Working with Data Frames and Visualization Using Basic Python Libraries

This article aims to introduce fundamental Python approaches in interacting with structured data using a case study in the payment services industry.

Dexter Nguyen
Towards Data Science

--

Photo by Scott Graham on Unsplash

Context

Last year, my boss came to my place and gave me a small assignment to analyze the AS-IS online payment industry. Motivated by my passion for Python at that time, I thought why I just tried completing this exercise in this programming language. Regarding the context, Excel, SQL, and Tableau were the three most popular tools in my job, considering their convenience and simplicity for our simple analysis. Python is, meanwhile, prioritized for more predictive and advanced analytics. Then, spending the next two days, I researched the possible methodologies to integrate Python to analyze and share my work with non-Python audiences.

What this article will cover

Including a case study in the payment services industry, this article is structured in a combination of technical and business processes, in which I used basic analysis with data frames and visualization to solve business questions from a perspective of a payment solution provider. I will also include relevant Python codes and libraries besides presenting findings in non-technical formats.

What this article will not cover

First, I agree that many other tools can help end up with the same result, even more efficiently. For example, people can do some data errors detection quickly in Excel, merge some data tables with shorter codes in SQL, or easily visualize some numbers in Tableau.
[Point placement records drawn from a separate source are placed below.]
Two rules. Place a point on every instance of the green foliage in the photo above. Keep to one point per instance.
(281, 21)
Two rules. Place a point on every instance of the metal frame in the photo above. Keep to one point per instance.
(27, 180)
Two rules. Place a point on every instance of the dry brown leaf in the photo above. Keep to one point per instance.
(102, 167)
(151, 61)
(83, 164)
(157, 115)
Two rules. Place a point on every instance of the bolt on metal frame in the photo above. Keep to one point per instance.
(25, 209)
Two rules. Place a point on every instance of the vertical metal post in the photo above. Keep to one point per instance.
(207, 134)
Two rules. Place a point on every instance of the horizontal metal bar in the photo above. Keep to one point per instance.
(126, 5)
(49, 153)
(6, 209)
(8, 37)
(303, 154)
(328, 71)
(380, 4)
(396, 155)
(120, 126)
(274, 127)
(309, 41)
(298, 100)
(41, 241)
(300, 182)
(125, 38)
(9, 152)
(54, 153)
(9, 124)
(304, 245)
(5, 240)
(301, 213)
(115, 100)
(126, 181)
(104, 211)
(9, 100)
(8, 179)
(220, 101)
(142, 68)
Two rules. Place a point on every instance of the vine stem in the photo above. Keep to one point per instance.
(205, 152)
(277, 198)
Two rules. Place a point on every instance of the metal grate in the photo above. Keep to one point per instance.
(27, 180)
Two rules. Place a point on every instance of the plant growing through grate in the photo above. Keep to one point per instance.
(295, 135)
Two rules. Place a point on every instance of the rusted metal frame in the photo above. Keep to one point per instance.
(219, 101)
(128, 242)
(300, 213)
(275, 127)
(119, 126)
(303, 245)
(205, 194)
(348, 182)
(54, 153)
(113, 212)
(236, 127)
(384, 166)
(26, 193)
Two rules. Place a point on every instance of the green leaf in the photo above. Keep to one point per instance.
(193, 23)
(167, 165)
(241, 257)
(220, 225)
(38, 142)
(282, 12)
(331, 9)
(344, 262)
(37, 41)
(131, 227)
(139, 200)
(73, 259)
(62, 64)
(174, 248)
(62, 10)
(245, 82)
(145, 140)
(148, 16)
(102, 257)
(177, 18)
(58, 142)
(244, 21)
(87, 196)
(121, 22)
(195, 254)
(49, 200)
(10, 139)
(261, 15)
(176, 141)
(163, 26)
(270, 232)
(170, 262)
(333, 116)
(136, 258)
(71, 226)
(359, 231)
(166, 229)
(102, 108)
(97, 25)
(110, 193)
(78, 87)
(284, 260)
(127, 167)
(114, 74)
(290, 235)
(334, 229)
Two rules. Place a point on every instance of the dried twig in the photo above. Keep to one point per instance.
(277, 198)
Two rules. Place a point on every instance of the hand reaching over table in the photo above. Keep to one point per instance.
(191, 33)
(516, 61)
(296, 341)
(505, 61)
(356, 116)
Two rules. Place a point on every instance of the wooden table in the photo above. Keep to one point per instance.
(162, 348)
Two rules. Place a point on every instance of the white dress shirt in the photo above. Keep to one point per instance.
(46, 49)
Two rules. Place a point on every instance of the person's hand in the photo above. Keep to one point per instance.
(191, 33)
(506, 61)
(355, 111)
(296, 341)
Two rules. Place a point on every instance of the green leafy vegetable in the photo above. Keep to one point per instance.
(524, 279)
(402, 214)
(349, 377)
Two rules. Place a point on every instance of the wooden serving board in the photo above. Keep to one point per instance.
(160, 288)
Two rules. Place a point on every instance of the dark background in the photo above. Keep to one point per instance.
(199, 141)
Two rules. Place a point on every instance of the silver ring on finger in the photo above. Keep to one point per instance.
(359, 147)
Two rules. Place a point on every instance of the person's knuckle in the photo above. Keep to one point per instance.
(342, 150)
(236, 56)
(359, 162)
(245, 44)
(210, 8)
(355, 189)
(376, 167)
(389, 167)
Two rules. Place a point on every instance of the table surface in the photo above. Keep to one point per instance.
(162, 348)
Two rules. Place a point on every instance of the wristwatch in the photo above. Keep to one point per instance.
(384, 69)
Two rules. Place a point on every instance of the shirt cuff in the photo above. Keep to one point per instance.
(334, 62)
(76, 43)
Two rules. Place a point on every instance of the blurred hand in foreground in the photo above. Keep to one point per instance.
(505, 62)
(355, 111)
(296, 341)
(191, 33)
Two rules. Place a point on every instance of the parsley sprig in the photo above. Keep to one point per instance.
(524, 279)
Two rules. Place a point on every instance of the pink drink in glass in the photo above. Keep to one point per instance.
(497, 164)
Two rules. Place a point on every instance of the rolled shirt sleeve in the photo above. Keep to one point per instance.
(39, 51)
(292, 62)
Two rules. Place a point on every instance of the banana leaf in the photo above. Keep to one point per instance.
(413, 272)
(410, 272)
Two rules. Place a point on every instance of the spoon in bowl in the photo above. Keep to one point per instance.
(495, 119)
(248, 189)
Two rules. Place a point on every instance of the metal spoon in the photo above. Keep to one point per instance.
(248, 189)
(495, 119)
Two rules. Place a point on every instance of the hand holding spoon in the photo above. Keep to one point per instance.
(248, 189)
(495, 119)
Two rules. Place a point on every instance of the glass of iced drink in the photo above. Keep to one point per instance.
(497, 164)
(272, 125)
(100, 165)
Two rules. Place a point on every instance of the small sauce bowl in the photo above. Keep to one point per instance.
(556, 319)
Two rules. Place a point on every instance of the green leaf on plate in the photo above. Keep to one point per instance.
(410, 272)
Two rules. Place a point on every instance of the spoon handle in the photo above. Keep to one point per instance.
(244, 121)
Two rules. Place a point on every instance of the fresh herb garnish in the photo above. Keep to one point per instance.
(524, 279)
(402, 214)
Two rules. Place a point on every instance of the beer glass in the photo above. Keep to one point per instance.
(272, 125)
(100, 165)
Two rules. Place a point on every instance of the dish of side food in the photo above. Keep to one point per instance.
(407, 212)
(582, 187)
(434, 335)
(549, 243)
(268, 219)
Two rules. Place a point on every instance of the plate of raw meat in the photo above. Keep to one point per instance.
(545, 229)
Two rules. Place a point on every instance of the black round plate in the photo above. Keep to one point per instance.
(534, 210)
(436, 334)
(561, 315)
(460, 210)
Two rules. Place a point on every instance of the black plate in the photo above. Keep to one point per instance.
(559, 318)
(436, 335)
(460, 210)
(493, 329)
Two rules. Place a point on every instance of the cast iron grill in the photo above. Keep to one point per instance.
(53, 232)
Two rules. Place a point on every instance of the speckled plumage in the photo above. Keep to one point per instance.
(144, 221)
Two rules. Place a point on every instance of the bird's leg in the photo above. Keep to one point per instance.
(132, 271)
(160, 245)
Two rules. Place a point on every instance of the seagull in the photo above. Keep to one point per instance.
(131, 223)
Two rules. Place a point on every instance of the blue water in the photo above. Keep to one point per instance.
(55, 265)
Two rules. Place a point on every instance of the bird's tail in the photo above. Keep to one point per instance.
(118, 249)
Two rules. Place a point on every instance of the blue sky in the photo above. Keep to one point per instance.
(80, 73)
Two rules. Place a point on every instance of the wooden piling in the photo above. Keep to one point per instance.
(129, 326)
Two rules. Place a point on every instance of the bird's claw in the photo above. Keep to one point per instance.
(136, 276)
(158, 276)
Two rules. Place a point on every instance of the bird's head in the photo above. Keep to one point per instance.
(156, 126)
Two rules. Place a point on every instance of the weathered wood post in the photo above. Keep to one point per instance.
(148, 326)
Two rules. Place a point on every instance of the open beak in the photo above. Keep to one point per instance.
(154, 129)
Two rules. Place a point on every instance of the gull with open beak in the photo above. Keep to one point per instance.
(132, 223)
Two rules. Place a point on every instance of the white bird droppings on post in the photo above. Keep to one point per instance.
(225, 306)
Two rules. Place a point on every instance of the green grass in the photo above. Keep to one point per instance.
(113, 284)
R is also another great tool to play with data frames. What I am experimenting with here is Python. Second, Python is very powerful in advanced data analysis areas as Predictive Analytics, Machine Learning, or Neutral Networks. However, these applications will not be covered in this article.

Case study and Data

Ok, so let’s talk about my “small assignment.” Working in a market research firm, my team was supporting one of the clients with their initial analysis about one of the current trends in the financial services industry: Buy Now Pay Later. Some insights into both two sides of this business model: Seller and Buyer, should be addressed such as: “Which industries are adopting this new payment solution?”, “Which customer segments are being attracted by these new payment solution providers?”.
I did some raw data modification to prepare for this article. It means that the resulting analysis here is not “real” and only serves the simulation and “educational” purpose. Our focus here should be the methodologies themselves. Please don’t consider the case study data and analysis (some are censored) for any practical use.
(1) Funnel data: Data about events occurring on the payment service providers’ checkout product (try it out at a merchant like Casper to get a sense of the flow). It includes the merchants that use the service, the user — Buyer, and the user’s current status in the checkout funnel.
(2) Loan data: Data on each loan from the ‘Completed Checkout’ action. It includes more detailed information about users’ loans, like amount, interest rate, and length. It also covers data about the User/Buyer: personal info, demographic, credit score, etc.
(3) Merchant data: Data on each merchant that integrates the payment solution provider’s product (industry, company information).

Analysis

So I will cover three parts in my case study analysis: (1) Data cleaning; (2) Detecting data anomalies; and (3) Data analysis. I used these libraries for this analysis:

import requests # library to handle requests
import pandas as pd # library for data analsysis
import numpy as np # library to handle data in a vectorized manner
import random # library for random number generation

# libraries for displaying images
from IPython.display import Image
from IPython.core.display import HTML

# Tranforming json file into a pandas dataframe library
from pandas.io.json import json_normalize

# libraries for visualization
import matplotlib.pyplot as plt # Library for 2D plots of arrays
from mpl_toolkits.mplot3d import Axes3D # Library for 3D plotting
import matplotlib as mpl # Library for creating static, animated, and interactive visualizations
import seaborn as sns # Library based on matplotlib
import plotly.express as px # Contains functions that can create entire figures at once

(1) Data cleaning

As a very first step in any data project, data cleaning is strongly correlated with the associated efficiency of later work. For example, after briefly reviewing the Loan data table, I tried doing some basic cleaning and transformation, such as Create/Remove columns; and Consolidate information by grouping column(s) based on conditions:

# Create a new column age by using current year - user_dob_year
loansdata['age'] = (2021 - loansdata['user_dob_year'])
# Create a list of our conditions
conditions = [
(loansdata['age'] < 30),
(loansdata['age'] >= 30) & (loansdata['age'] <= 44),
(loansdata['age'] >= 45) & (loansdata['age'] <= 64),
(loansdata['age'] >= 65)
]

# create a list of the values we want to assign for each condition
values = ['Younger than 30', 'Age 30-44', 'Age 45-64', '65 and older']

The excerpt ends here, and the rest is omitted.